After a brutal present-day prologue, the story of ‘Kintu’ begins in 1750 with our titular hero leaving his two wives and multiple offspring to pay homage to the new Kabaka (king) of Buganda. We see the pre-colonial personal and political challenges of being a Bugandan governor, a complex set of circumstances that directly, but arguably not inevitably, lead to the opening violence of the book’s first pages. From the outset, this is a novel about fate and about identity. Kintu’s two wives are identical twins – a literary trope I normally hate, but here set beautifully within the context of almost lost history, exploring how traditional beliefs shape members of a shared culture, even if the members themselves are unaware of the ghosts that haunt them.

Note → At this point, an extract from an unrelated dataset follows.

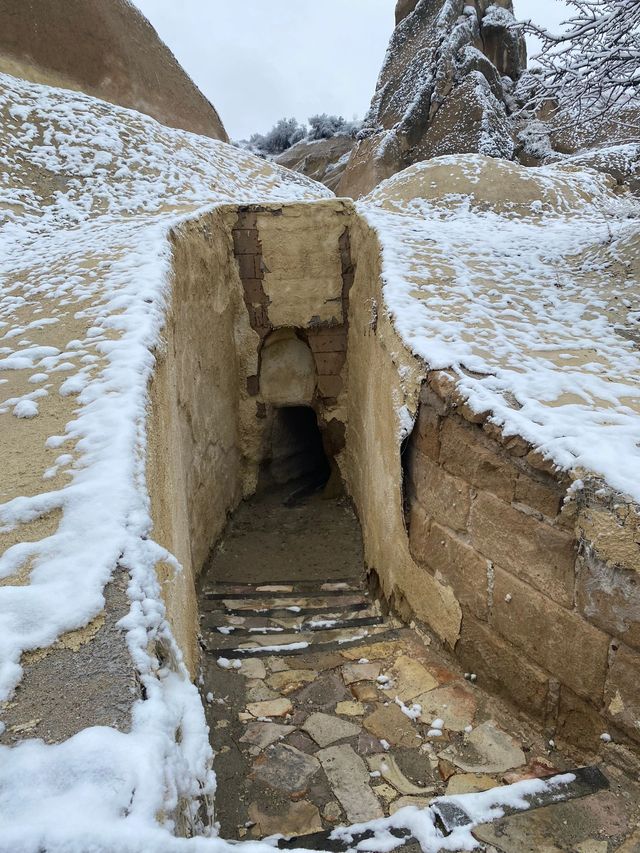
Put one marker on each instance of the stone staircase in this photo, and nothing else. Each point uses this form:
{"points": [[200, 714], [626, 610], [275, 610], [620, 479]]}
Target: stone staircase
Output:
{"points": [[241, 621]]}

Makumbi’s novel is clearly meticulously researched, but it wears its academic credentials lightly, trusting her audience to fill in any gaps and giving Western readers an exciting sense of being treated like an insider. There is no glossary or cumbersome explanation of non-English vocabulary used – and also no sense that such words have been added as exotic flourishes. Her characters and the language used to describe them pull off the incredibly difficult task of feeling totally accessible to UK readers while still appearing (to an outsider) authentic to the community depicted. Indeed, as the saga unfolds over succeeding generations, we learn that the idea of belonging in and understanding a culture is as complex for Makumbi’s characters as it is for her non-Ugandan readers. The family curse, enacted with fated inevitability in the prologue, stems from a reflexive but not intentionally harmful act of violence from Kintu towards his adopted Tutsi son. This aggression has the tragedy of Greek myth and it is devastating to Kintu and his descendants. It also raises, but does not answer the wider question of belonging. Introducing the novel’s first victim, we’re told ‘as a rule a child in Kintu’s house was a child of the house. Talk of different ancestry was taboo because it led to self-consciousness and isolation.’
Following the sparse but helpful family tree at the start of the book, the novel traces the impact of Kintu’s actions on his descendants in modern day Uganda. By the 1980s much history has been lost and the remaining members of Kintu’s large family are dispersed and ignorant of the curse they carry. As with any good haunting story though, ignorance and rationality are no protection against determined ghosts. Without over explaining anything, individual choices are not only impacted by hidden mythic imperatives, but also their political, economical and cultural contexts. Sprawling though it is, this personal story is woven into a national story, from the immediate impact of the ongoing AIDS crisis to a powerful general in the army who is one of the least domestic of Kintu’s descendant, but who swoops in at the most personally tragic moments with terrifying efficiency.
Kintu is a breathtakingly good novel, and even if you find the different family strands hard to follow I really recommend sticking with it till the brilliant set-piece finale in the final chapters. This blog post has only touched the surface of the ambition and complexity of Makumbi’s debut. I cannot recommend it highly enough – to you and to myself for a reread because with all my admiration I know I’m very far from seeing every level of this supremely accomplished work.